Loss of redevelopment agencies could slow development, city fears
Gov. Jerry Brown’s proposal to dissolve California’s redevelopment agencies could stall efforts to redevelop Alameda Point and many other areas of Alameda, city officials fear.
“There will be an impact on Alameda,” said Deputy City Manager Jennifer Ott, who said the city is surveying its existing projects and waiting on more details from the state to determine how deep the impact could be.
Ott said the city is also trying to figure out how the proposal would impact the city’s ability to pay its existing redevelopment debt. She said the city’s redevelopment agencies could continue to pay off existing bonds for redevelopment projects. But whether they will be able to cover other obligations – like a court settlement with Boatworks developer Francis Collins that promises future tax revenues to help fund that development – is less clear.
“How debt gets defined is important,” Ott said.
Roughly a third of Alameda is in a designated redevelopment zone. Alameda Point, Park and Webster streets and the Northern waterfront are all considered redevelopment areas, and past redevelopment projects have included Marina Village, the Alameda Theatre & Cineplex restoration and parking garage and the Bayport housing project. The designation allows the city to use future property tax revenues to subsidize development projects in those areas.
Proponents say the funds help jump-start revenue-producing developments that might have never happened, while opponents say that redevelopment puts money in private developers’ pockets at the expense of police, schools and other local services.
“I agree with critics who say that if projects are financially sound, private investment will fund them, and they don’t require taxpayer subsidy,” said David Howard, a longtime, local critic of the financing scheme.
In his January 10 budget announcement, Brown said that while he thinks redevelopment “has done some important things,” it has also forced the state to backfill property taxes used to fund redevelopment efforts.
“What we’re doing here is spending money at the local level that the state doesn’t have. So we want to take that money and leave it at the local level for the purposes that it was historically intended,” Brown said.

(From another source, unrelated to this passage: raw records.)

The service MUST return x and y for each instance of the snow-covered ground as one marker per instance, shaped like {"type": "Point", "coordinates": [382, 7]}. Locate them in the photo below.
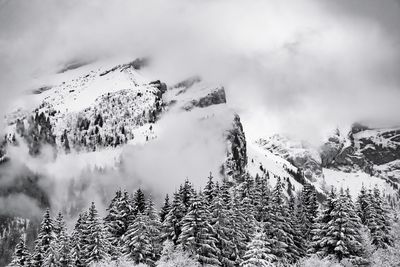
{"type": "Point", "coordinates": [354, 181]}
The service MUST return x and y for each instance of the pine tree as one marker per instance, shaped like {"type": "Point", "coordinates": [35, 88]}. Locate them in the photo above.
{"type": "Point", "coordinates": [363, 201]}
{"type": "Point", "coordinates": [380, 234]}
{"type": "Point", "coordinates": [117, 219]}
{"type": "Point", "coordinates": [172, 223]}
{"type": "Point", "coordinates": [96, 247]}
{"type": "Point", "coordinates": [197, 235]}
{"type": "Point", "coordinates": [280, 228]}
{"type": "Point", "coordinates": [259, 253]}
{"type": "Point", "coordinates": [223, 229]}
{"type": "Point", "coordinates": [209, 190]}
{"type": "Point", "coordinates": [187, 194]}
{"type": "Point", "coordinates": [342, 237]}
{"type": "Point", "coordinates": [138, 240]}
{"type": "Point", "coordinates": [60, 227]}
{"type": "Point", "coordinates": [44, 239]}
{"type": "Point", "coordinates": [307, 211]}
{"type": "Point", "coordinates": [21, 255]}
{"type": "Point", "coordinates": [165, 209]}
{"type": "Point", "coordinates": [154, 228]}
{"type": "Point", "coordinates": [78, 242]}
{"type": "Point", "coordinates": [139, 202]}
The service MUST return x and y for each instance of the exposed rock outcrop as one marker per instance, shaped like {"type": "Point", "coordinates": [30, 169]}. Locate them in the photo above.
{"type": "Point", "coordinates": [236, 158]}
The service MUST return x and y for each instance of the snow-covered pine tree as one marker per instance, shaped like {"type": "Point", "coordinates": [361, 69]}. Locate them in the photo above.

Howard, who has also criticized what he believes is a lack of oversight of redevelopment agencies, argued that eliminating them would free up millions of dollars in taxes for the city and the school district.
“The point is that it would free up local property taxes to fund local schools, and require less money from the State of California, which increasingly doesn’t have it,” Howard said.

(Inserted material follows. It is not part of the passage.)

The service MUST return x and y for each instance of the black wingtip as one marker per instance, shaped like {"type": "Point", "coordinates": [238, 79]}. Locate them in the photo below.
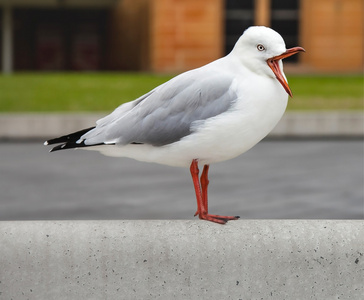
{"type": "Point", "coordinates": [68, 141]}
{"type": "Point", "coordinates": [73, 137]}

Alameda Unified’s chief business officer, Robert Shemwell, said Brown’s proposal could increase the district’s share of each property tax dollar from 37 cents to 42 cents. But he said it’s not yet clear if the state would reduce the amount of money it pays out for schools.
Shemwell said he also expects the proposal to be challenged. “This probably isn’t going to be enacted as quickly as what one would think or hope,” Shemwell said.

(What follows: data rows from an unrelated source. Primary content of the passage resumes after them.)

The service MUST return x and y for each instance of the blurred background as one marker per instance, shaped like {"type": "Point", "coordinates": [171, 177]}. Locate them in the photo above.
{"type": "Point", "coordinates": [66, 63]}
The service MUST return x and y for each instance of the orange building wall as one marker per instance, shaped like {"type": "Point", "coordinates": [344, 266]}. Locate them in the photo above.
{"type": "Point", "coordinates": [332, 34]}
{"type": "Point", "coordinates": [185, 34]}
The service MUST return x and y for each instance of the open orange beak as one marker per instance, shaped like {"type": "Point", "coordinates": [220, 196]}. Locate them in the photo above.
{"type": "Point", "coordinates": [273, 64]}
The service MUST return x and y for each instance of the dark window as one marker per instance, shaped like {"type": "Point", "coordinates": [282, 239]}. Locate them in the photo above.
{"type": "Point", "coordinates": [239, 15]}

School board trustee Mike McMahon said he’s not optimistic that local schools will see more money from the proposal, and Ott said she’s also not sure cities will get more direct funding.
“The impact to school funding will non-existence unless they change something,” McMahon said. “Property tax and redevelopment monies for Alameda would still not cover the state’s obligation (to fund schools), so the bottom line for Alameda is, no additional funding dollars. All it would do is reduce the state portion that they pay for Alameda’s students.”
Ott said she thinks Alameda Point is the “poster child” for why redevelopment exists. The cost of rebuilding roads, sewers and other infrastructure there was last estimated at more than $650 million. A quarter of any housing that would be built there must be affordable to low-income residents, and 20 percent of the future tax revenues collected would be paid out to support that.
“Every pro forma we’ve ever had at Alameda Point has assumed a significant amount of public financing to make that project work. Without it, it will be a tougher nut to crack,” Ott said. SunCal’s plan for the Point, for instance, relied on $212 million in public financing.
She said the money has funded streetscape improvements in Alameda’s business districts and other fix-it projects.
Still, Ott said projects like Lawrence Berkeley National Laboratory’s proposed second site, which the lab is now soliciting potential locations for, could also help catalyze development at the Point, without relying on redevelopment funding.
“It makes getting them even more important to be able to jump start and create value at Alameda Point, and to create a market out there,” Ott said.